Bill Plaschke, LA Times: Bryant, the Finals MVP, becomes possibly the most unburdened player in NBA history as he finally wins a title without former teammate and nemesis Shaquille O’Neal, who had earlier won one without Bryant. “I just don’t have to hear that criticism, that idiotic criticism, anymore,” said Bryant, who ended a week of growling intensity by literally gnawing at his fingernails in anticipation of Sunday’s final horn. Sitting with a Moet-soaked T-shirt in the interview room underneath Amway Arena, Bryant shook his head, grinning and chuckling, the taut and tough leader finally admitting that the Shaq rap ripped him. “It was like Chinese water torture . . . it was just annoying . . . I would cringe every time,” he said. “I was just like, it’s a challenge I’m just going to have to accept because there’s no way I’m going to argue it.”

George Diaz, Orlando Sentinel: A flurry of turnovers, missteps and mistakes. The Magic bumbled their way through the evening, turning the Am into a roadhouse version of the Staples Center. It was an embarrassing way to say goodbye to the season. You lose, you lose. But you always play hard. Always. The Magic only did that in spurts Sunday. And that’s how you get blown out by a superior team. The Lakers deserved to be champions. They found ways to close out games in the clutch, unlike the Magic, who lost two of these matchups in overtime.

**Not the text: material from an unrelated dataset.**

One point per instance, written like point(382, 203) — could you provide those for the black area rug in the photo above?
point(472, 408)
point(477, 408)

Michael Ventre, NBC Sports
: Next season the Lakers have a team returning that, theoretically, should be favored to repeat. The club has two major free agents in Lamar Odom and Trevor Ariza to try and lock up, but given the history of the Lakers and the fact that both players were vitally important to this championship run, it appears that will occur. It would not be a surprise if general manager Mitch Kupchak snagged another player through free agency or the draft, either. It’s almost impossible for any coach to turn his back on that. The allure of another championship? It’s one thing if a coach is foiled time after time by the agony of the pursuit, has a relationship with the Larry O’Brien Trophy similar to the one Captain Ahab had with Moby Dick, and just decides to pack it in. It’s quite another if someone says to the reigning virtuoso, “How would you like to play Carnegie Hall one more time?”

Chris Sheridan, ESPN: Want to know why Dwight Howard and Jameer Nelson sat there on the Magic bench, blank expressions adorning their faces, after that final buzzer? Why Superman and one of his All-Star sidekicks stuck around as the championship trophy podium was hastily assembled and the Lakers stood victorious atop it? Because that was what Howard wanted, and he wanted Nelson to witness, feel and share every raw, painful emotion that was tearing him apart inside. “He wanted me to sit out there and let it soak in so we could get that feeling — that bad feeling, actually, of how it feels, and not let it happen again,” Nelson said. “We don’t want it to happen again, so we stay out there to let it soak in, get upset a little bit. “A motivational thing, that’s it,” Nelson said.